ECLI:NL:RBDHA:2025:1429
Rechtbank Den Haag
- Voorlopige voorziening
- Rechtspraak.nl
Weigering digitale hoorzitting in bezwaarprocedure door commissie van bezwaar en beroep
In deze uitspraak van de voorzieningenrechter van de Rechtbank Den Haag op 31 januari 2025, wordt het verzoek om een voorlopige voorziening van verzoeker behandeld. Verzoeker, woonachtig in Duitsland, is het niet eens met de beslissing van de commissie van bezwaar en beroep om de hoorzitting fysiek te laten plaatsvinden. Hij heeft bezwaar gemaakt tegen deze beslissing en verzocht om een digitale hoorzitting, vanwege de lange reistijd. De voorzieningenrechter oordeelt dat de weigering van verweerder om de hoorzitting digitaal te faciliteren een procedurebeslissing is in de zin van artikel 6:3 van de Algemene wet bestuursrecht (Awb). Deze beslissing is genomen in het kader van de voorbereiding op de beslissing op bezwaar die door het college van bestuur van de Universiteit Leiden zal worden genomen. De voorzieningenrechter stelt vast dat deze beslissing niet vatbaar is voor bezwaar of beroep, tenzij deze de belanghebbende rechtstreeks in zijn belang treft, wat in dit geval niet is aangetoond.
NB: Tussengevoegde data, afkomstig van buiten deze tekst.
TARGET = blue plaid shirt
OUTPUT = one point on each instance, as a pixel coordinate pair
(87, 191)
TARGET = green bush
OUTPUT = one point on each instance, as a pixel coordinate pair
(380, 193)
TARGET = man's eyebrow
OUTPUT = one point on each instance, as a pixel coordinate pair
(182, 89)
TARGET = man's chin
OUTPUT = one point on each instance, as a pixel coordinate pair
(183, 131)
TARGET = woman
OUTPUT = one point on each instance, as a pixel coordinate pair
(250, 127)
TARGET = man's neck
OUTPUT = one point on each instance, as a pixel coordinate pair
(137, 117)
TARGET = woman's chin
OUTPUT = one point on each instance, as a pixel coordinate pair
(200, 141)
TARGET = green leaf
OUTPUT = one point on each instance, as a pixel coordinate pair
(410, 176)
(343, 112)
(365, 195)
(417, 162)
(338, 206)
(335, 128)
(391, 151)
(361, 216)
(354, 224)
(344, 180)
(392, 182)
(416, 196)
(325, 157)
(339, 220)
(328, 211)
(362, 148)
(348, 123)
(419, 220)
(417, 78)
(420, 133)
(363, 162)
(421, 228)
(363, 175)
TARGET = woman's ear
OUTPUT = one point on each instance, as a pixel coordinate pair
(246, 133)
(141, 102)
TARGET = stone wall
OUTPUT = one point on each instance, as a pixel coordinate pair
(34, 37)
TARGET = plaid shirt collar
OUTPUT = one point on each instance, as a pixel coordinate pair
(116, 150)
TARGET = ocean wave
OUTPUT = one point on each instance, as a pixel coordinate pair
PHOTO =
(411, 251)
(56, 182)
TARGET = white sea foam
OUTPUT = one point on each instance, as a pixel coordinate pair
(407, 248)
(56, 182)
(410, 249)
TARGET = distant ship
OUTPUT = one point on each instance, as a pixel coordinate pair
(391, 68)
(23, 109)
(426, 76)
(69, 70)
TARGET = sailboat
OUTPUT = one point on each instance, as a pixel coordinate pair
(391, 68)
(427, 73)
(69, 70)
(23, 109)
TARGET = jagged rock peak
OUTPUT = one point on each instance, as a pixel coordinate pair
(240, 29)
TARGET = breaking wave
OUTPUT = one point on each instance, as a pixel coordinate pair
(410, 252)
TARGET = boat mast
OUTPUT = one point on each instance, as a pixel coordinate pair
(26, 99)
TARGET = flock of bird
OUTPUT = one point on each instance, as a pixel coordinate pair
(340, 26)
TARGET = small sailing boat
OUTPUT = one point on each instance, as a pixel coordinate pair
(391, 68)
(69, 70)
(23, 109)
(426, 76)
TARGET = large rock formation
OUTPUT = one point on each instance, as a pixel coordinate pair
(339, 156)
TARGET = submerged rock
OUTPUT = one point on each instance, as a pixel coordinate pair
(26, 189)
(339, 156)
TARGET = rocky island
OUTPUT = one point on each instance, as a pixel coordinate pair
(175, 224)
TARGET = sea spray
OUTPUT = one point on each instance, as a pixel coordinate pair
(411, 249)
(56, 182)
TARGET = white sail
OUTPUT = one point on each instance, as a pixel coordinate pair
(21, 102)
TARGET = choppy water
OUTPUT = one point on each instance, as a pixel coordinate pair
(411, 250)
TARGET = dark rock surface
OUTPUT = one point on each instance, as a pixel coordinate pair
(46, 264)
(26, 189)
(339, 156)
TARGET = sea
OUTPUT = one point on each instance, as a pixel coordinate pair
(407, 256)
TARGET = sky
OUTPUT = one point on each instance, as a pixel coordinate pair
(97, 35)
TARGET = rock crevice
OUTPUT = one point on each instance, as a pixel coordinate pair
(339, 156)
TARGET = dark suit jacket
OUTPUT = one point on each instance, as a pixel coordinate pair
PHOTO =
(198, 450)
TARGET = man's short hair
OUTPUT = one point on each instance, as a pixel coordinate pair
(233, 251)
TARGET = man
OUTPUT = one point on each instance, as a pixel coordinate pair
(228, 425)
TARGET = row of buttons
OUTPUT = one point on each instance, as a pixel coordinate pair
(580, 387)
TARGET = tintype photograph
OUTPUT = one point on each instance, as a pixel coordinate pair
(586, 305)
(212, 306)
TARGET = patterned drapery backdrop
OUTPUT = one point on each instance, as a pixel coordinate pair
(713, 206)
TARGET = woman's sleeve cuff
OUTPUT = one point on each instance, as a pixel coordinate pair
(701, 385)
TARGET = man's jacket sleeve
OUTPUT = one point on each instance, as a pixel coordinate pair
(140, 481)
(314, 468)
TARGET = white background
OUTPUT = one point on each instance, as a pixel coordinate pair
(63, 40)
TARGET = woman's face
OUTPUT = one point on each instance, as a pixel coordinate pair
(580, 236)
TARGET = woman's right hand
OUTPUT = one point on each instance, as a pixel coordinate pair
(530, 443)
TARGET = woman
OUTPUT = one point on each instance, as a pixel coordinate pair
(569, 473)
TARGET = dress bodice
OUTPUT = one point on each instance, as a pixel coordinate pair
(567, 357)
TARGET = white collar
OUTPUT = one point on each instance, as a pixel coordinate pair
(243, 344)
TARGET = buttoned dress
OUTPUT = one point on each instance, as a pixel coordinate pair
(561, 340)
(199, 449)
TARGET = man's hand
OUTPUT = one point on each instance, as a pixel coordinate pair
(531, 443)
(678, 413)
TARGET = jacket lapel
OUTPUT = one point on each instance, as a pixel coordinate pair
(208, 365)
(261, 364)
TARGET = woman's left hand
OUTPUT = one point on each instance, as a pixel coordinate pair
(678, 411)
De voorzieningenrechter concludeert dat er geen spoedeisend belang is bij het treffen van de gevraagde voorlopige voorziening. Verzoeker kan zijn bezwaren tegen de gang van zaken omtrent de hoorzitting naar voren brengen in een eventuele beroepsprocedure na de beslissing op bezwaar. Aangezien het spoedeisend belang ontbreekt, wijst de voorzieningenrechter het verzoek af. De uitspraak is openbaar uitgesproken en een afschrift is verzonden aan de betrokken partijen.